What’s different is the expectation: partners are being drawn into the complete solution cycle, from architecture and integration through support and innovation. It’s no longer just about selling a product; it’s about helping create systems that can grow and evolve with the business.

That shift is especially relevant in AI and data infrastructure. According to Hitachi Vantara’s recent State of Data Infrastructure report, 100% of companies surveyed have now adopted AI in some capacity. More than 75% have moved past pilots into production, and more than a third say AI is already critical to their core business. With that, the pressure on infrastructure – and those who support it – has intensified.

Pressure from All Sides

AI doesn’t just introduce new capabilities; it exposes old bottlenecks. Many organizations expect their data storage needs to double by 2026, yet they’re already managing three times more data than anticipated. Nearly half of IT leaders cite data quality and availability as top concerns.

The result? A rising demand for channel partners who can help not just with delivery but with design, implementation and optimization across hybrid environments. The State of Data Infrastructure Report found that 42% of IT leaders cite managing hybrid and multicloud environments as one of their top infrastructure challenges – underscoring the need for partners who can navigate that complexity with both speed and precision.

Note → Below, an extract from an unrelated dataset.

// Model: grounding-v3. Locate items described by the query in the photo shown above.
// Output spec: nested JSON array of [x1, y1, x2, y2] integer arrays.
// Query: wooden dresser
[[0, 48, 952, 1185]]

To respond, more alliances are forming between infrastructure companies, cloud providers, ISVs and services firms – often blending capabilities to build joint solutions that solve business problems at scale. That’s where the real value of today’s partner ecosystem lies.

Why Services Are the Stickiest Layer

One of the more visible changes in channel strategy is the growing emphasis on services. Products alone don’t differentiate anymore. What matters is who can make them work –together, securely and efficiently. Up to 58% of IT leaders are prioritizing partner services to manage modern IT complexity according to the infrastructure report. And according to IDC, global spending on professional and managed services tied to digital infrastructure is expected to surpass $400 billion by 2026.

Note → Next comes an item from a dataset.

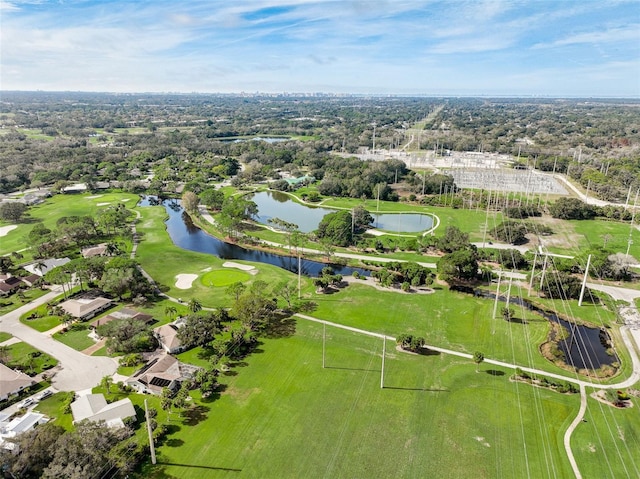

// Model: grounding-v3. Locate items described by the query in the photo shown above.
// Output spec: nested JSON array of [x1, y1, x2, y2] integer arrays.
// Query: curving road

That might involve onboarding large data sets, ensuring interoperability between platforms or navigating the nuances of governance and compliance. The service piece becomes the connective tissue. It’s what allows organizations to move fast without compromising stability or trust.

And this is where many partners are finding new relevance: by building capabilities that go well beyond fulfillment and into strategy, training, optimization and support.

The Case for Ecosystems

Old models prioritized control. But in today’s environment, flexibility is more valuable than exclusivity. The strongest partnerships tend to be those with built-in openness – where both sides can challenge assumptions, adapt offerings and share insights.

That often starts with cultural fit. Successful collaborations require more than aligned technology; they need aligned incentives and a shared approach to problem-solving. In some cases, that might involve co-developing new solutions; in others, simply sharing go-to-market insights to better serve a mutual customer.

It’s not a handoff. It’s a handshake.

Looking Beyond the Hype

With AI adoption growing more than 220% by 2026 (as projected in the report), there’s pressure to move quickly. Yet there is a genuine danger of over-promising, or concentrating too much on near-term victories such as launching a chatbot or retrofitting a workflow with machine learning. The companies making headway with AI are usually those addressing it as a foundation change – a priority, not an add-on. That implies reimagining infrastructure, data governance, talent models, and yes, channel strategy. Partners who can facilitate this type of long-term thinking, helping to bridge the gap between innovation and execution, will be in high demand.

Effective channel strategies are no longer defined by the number of resellers or volume of units shipped. They’re defined by the ability to help customers move smarter, not just faster. They’re about reducing complexity, enabling agility and unlocking potential from the massive volumes of data companies already possess.

In this environment, the most impactful partnerships are often the least rigid. They’re built on shared goals, not static contracts. They evolve with customers, adapt to new pressures and bring in the right expertise at the right time.

That’s the opportunity in front of us – not just to meet demand, but to shape what comes next.

Peter Bocquet is Senior Director, Partners & Alliances, APAC, Hitachi Vantara.